アベノミクスがもっぱら注目される安倍内閣ですが、安倍首相は教育再生を掲げ、道徳教育にも力を入れています。憲法改正や自衛隊の国防軍化や北朝鮮制裁などタカ派路線を歩む安倍首相はどんな道徳教育をするのでしょうか。
 
道徳を正規教科に」提言へ…教育再生会議
 政府の教育再生実行会議(座長・鎌田薫早稲田大総長)は15日、児童・生徒の「心の教育」を充実させるため、道徳を学習指導要領で正規の教科と位置づけることを政府に求める方針を固めた。
  今月末にまとめるいじめ対策、体罰問題に関する報告書に盛り込む考えだ。道徳を小中学校の正規の教科と位置づけることで、授業時間の確保や質の充実を図り、生徒らの規範意識向上を図る必要があると判断した。
  同会議は15日、首相官邸で会合を開き、いじめ対策や体罰問題、道徳教育の充実について議論した。首相は「子どもたちの規範意識や豊かな人間性を育んでいくために何が必要かとの視点で考え、道徳教育を充実していくことが大切だ」と述べた。鎌田座長は会議後の記者会見で「有識者からは、道徳を教科化すべきだという意見が大勢だった。反対意見は出なかった。こうした点を踏まえて取りまとめる」と語った。
20132161000  読売新聞)
 
今月末に出る報告書には、今話題の体罰問題も盛り込まれるということで、どんなものになるか楽しみですが、私なりに推測してみましょう。タカ派の安倍首相なら絶対こんな内容になるはずです。
 
国家に自衛権があるように、個人には正当防衛権があります。教師が生徒に体罰を加えようとしたら、当然正当防衛権を発動して反撃することが許されます。また、体罰が自分ではなくクラスメートや部員仲間に向けられた場合は、集団的正当防衛権を発動することができます。つまり集団で教師をボコボコにすることができるのです。このように道徳教育で正当防衛権のことをしっかり教えれば、学校での体罰を一掃することができるはずです。
 
このようにタカ派の道徳教育はきわめて現実的で役立つものになります。
 
国家は国益追求を第一にします。これを個人に当てはめると、個人は自分の利益追求を第一にするということです。ですから、安倍式道徳教育ではもっぱら利己主義が奨励されることになります。安倍内閣は尖閣でも竹島でも絶対に譲りません。それは日本の固有の領土だからです。個人も同じように、たとえば電車で座席に先に座れば、それは自分の“固有の座席”ですから、たとえ年寄りが譲るように要求しても絶対に……なんていうことはありません。それは問題が違います。
要するに正当な利益の追求が奨励されるわけです。
 
たとえば会社でサービス残業を強要されることがあれば、断固正当な残業代を要求します。こういう交渉で弱腰になることは、安倍式道徳教育ではもっとも非難されることです。

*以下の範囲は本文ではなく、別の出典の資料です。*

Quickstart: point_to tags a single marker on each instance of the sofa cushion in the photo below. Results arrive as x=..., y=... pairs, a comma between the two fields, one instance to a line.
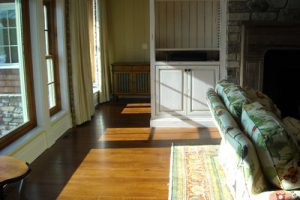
x=262, y=98
x=293, y=127
x=277, y=151
x=233, y=96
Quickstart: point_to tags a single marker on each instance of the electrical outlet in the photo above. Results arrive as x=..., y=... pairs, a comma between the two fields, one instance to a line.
x=144, y=46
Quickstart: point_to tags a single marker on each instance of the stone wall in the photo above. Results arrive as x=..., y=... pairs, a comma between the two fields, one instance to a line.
x=11, y=113
x=240, y=11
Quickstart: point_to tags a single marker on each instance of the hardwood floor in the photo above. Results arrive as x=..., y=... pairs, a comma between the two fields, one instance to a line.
x=114, y=156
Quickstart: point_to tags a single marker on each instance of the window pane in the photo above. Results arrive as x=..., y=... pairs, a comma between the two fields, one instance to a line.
x=13, y=99
x=3, y=18
x=14, y=54
x=45, y=18
x=13, y=36
x=2, y=55
x=50, y=71
x=51, y=90
x=4, y=36
x=11, y=18
x=47, y=42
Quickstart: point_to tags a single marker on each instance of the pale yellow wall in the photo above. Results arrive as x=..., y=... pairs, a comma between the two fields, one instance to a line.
x=129, y=30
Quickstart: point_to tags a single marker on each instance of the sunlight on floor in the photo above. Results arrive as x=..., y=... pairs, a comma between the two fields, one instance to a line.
x=137, y=108
x=132, y=173
x=144, y=134
x=125, y=134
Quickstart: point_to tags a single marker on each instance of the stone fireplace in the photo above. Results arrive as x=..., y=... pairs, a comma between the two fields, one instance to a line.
x=241, y=12
x=281, y=79
x=260, y=33
x=257, y=40
x=270, y=62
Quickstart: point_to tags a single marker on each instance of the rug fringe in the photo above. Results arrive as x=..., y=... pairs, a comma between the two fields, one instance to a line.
x=170, y=173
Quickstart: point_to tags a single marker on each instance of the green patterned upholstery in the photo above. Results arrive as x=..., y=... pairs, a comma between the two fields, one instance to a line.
x=293, y=127
x=233, y=96
x=263, y=99
x=237, y=154
x=277, y=151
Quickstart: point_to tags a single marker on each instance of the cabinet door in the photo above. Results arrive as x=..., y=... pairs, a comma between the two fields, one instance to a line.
x=170, y=98
x=200, y=79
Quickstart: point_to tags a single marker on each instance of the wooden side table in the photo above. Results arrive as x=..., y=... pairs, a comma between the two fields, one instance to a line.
x=12, y=170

企業が利益を上げているのに従業員の給料を上げないというときも、従業員は自分の利益を追求して断乎として賃上げを要求しないといけません。もちろん個人で要求しても企業を動かすことはできませんから、集団で、つまり組合を通して団体交渉をすることになるでしょう。
今、安倍首相はデフレ脱却のために経団連などに賃上げを要求して孤軍奮闘しています。しかし、将来は安倍式道徳教育で教育された世代がみずからの力で賃上げを勝ち取っていくでしょう。その日がくるのが今から待ち遠しいですね。
 
 
もっとも、まったく別の道徳教育になってしまうかもしれません。
先の総選挙の自民党の公約にはこう書かれています。
 
教育基本法が改正され、新しい学習指導要領が定められましたが、いまだに自虐史観や偏向した記述の教科書が多くあります。子供たちが日本の伝統文化に誇りを持てる内容の教科書で学べるよう、教科書検定基準を抜本的に改善し、あわせて近隣諸国条項も見直します。
 
要するに日本人としての誇りを持たせる教育をするということです。
しかし、個人としての誇りを持たせる教育、つまり自尊心を持たせる教育をするとは書いてありません。
自尊心のない人間は、人と交渉するときも弱腰になってしまい、自分の利益を追求することができません。イジメられたときもはねつける強さを持てません(「日本人としての誇り」は日本人同士ではなんの役にも立たない)。
自民党は日本人をみんな自尊心のない人間にしてしまおうというのでしょうか。植民地主義の教育は民族の誇りを奪うものでしたが、それと同じようなものです。
 
安倍首相は自尊心のある日本人をつくりたいのか、それとも自尊心のない日本人をつくりたいのか、どちらでしょうか。